Ariel's Crossing - Bradford Morrow [33]
—I’m sorry, he nodded.
—No need for apology. I just want you to be all right.
He lifted a piece of bread to his mouth but couldn’t eat it so put it down again beside his plate before telling Marcos, quietly, —Fact is, they probably are. Happy about it, I mean—proud of themselves.
—How could anybody be proud of pushing folks off their land and then slowly depriving them of life?
—That’s how it works. That’s how it was. And the more they do nothing, more they just keep good and tight-lipped and leave us dangling, the more all that’s left of us die off. One day it’ll come to pass that nothing will have happened. I’ll be with Agnes. The Onsruds’ll be gone, like the Harmans, the Wards, the Stearns, the McDonalds, everybody. Every one of the other ranchers down here’ll be dead and gone and that’ll mean they were right and we weren’t. Why wouldn’t they be proud of being right?
Sarah overheard, despite his whispering. —Maybe you’d like some coffee, Delf.
—He’s okay, Marcos said, and rose, after his uncle did, to follow him to the men’s room where the widower wept quietly in one of the stalls. Marcos washed his face and dried it with a paper towel. He left the echoing room, then waited outside in the corridor for some while before his uncle emerged, stonefaced, to take his nephew by the elbow and ask him to accompany him to the parking lot. Would he mind making the necessary excuses for an old man who had to get back home, and who truly appreciated everybody’s concern and the effort they’d all gone to, coming from such distances to be with Agnes today?

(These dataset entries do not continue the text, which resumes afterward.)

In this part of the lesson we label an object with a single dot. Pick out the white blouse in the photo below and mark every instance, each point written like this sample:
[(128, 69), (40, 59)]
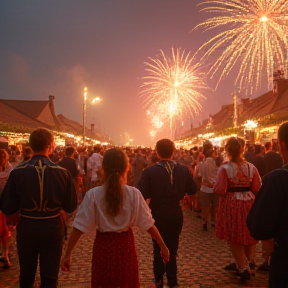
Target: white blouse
[(92, 212)]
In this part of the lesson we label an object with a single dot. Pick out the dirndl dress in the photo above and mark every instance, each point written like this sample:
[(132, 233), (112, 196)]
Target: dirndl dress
[(115, 260), (236, 185)]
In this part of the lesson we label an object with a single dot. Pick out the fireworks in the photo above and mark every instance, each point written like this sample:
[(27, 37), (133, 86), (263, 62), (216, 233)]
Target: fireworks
[(253, 39), (171, 90)]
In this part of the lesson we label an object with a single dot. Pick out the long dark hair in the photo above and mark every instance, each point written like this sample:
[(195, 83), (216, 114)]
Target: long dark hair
[(115, 164), (233, 147)]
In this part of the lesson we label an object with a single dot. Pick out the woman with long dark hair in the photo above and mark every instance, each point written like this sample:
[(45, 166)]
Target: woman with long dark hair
[(113, 209), (237, 183)]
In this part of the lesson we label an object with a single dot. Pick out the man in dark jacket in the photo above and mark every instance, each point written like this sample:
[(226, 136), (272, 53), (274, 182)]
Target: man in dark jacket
[(165, 184), (38, 190), (268, 216)]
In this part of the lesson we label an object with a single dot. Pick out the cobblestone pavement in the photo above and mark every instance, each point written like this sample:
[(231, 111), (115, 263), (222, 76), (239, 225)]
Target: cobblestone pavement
[(201, 259)]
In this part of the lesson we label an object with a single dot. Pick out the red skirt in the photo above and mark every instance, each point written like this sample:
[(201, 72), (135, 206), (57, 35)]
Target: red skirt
[(4, 231), (231, 220), (115, 261)]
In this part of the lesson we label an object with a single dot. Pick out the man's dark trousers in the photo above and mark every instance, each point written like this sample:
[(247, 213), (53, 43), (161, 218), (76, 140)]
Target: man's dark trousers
[(170, 229), (47, 242)]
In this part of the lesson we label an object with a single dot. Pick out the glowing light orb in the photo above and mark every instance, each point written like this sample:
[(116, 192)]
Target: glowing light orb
[(172, 88), (251, 39)]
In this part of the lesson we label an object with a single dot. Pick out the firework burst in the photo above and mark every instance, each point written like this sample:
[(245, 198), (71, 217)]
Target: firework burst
[(253, 39), (171, 89)]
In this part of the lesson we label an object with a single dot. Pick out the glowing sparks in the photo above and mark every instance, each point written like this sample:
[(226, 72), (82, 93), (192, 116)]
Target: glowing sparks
[(253, 39), (263, 19), (171, 89)]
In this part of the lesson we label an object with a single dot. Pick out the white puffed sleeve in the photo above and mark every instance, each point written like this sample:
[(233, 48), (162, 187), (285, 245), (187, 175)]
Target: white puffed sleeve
[(85, 219), (142, 216)]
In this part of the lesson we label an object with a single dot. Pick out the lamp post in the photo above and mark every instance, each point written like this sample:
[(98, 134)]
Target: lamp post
[(84, 113), (95, 100)]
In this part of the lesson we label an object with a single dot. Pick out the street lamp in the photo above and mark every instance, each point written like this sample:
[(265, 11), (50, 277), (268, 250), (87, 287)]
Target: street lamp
[(95, 100), (84, 113)]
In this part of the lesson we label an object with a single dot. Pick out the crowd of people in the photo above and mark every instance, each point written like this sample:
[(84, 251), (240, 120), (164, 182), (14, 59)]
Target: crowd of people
[(115, 188)]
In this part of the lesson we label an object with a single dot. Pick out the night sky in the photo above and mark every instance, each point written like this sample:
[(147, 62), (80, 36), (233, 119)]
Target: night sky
[(58, 47)]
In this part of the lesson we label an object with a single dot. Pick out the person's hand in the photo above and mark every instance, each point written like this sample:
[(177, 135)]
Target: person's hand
[(165, 254), (65, 264)]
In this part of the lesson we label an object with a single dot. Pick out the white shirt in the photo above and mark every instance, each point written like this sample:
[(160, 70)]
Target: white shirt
[(208, 171), (94, 163), (92, 212)]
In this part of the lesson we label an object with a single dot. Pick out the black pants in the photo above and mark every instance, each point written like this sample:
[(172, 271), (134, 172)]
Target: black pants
[(278, 277), (43, 239), (170, 226)]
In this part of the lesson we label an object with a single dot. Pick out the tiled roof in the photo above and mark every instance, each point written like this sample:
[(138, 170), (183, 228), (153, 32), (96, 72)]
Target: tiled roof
[(224, 118), (259, 107), (30, 108), (11, 116)]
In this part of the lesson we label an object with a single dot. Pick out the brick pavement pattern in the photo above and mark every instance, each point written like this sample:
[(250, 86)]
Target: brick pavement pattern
[(201, 259)]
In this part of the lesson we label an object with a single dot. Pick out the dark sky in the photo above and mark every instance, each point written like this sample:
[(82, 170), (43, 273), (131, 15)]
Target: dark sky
[(59, 47)]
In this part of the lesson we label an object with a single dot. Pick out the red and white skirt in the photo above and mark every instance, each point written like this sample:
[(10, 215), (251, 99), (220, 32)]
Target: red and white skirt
[(115, 261)]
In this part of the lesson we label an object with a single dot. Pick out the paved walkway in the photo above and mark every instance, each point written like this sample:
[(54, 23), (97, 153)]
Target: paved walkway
[(200, 263)]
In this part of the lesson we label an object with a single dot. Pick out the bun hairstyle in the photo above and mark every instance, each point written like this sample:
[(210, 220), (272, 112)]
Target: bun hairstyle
[(208, 149), (234, 147), (115, 164), (5, 159)]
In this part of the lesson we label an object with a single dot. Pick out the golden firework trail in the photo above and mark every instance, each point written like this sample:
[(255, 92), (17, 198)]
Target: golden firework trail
[(253, 39), (172, 88)]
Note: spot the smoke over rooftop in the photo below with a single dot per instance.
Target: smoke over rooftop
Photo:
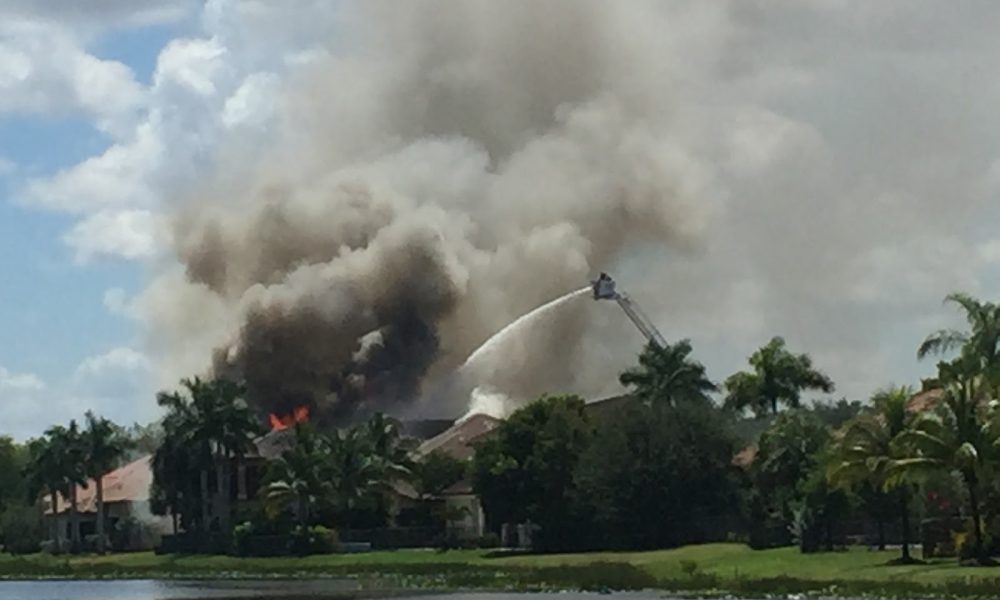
(451, 167)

The air outside was sere and smarting with gypsum sand carried on the breeze from the white dunes west of town, past the gargantuan air force base. —Tell Sarah and your father I’m fine, just tired is all. Need to be by myself.
Marcos asked if he might drive Delfino up the road to Tularosa. His uncle was grateful but climbed into the pickup with no further comment, turned over the engine, and pulled out onto the highway that bisected Alamogordo, paralleling the old El Paso—to—White Oaks railroad line, which had, before drought settled in a century before, falsely promised this catastrophic basin fruits and wealth beyond dreaming.
When he got home, the widower folded his necktie into a kind of crunched coil, like some burned and flattened sidewinder, then placed it ceremoniously in Agnes’s rags drawer. He changed out of his suit into a flannel workshirt and khaki trousers, then set himself the task of laundering his wife’s clothing—her seersucker robe, her cotton nightshirts, her thin white ankle socks. He had it in mind that on the following morning he would bundle everything up and take it to the Salvation Army in El Paso.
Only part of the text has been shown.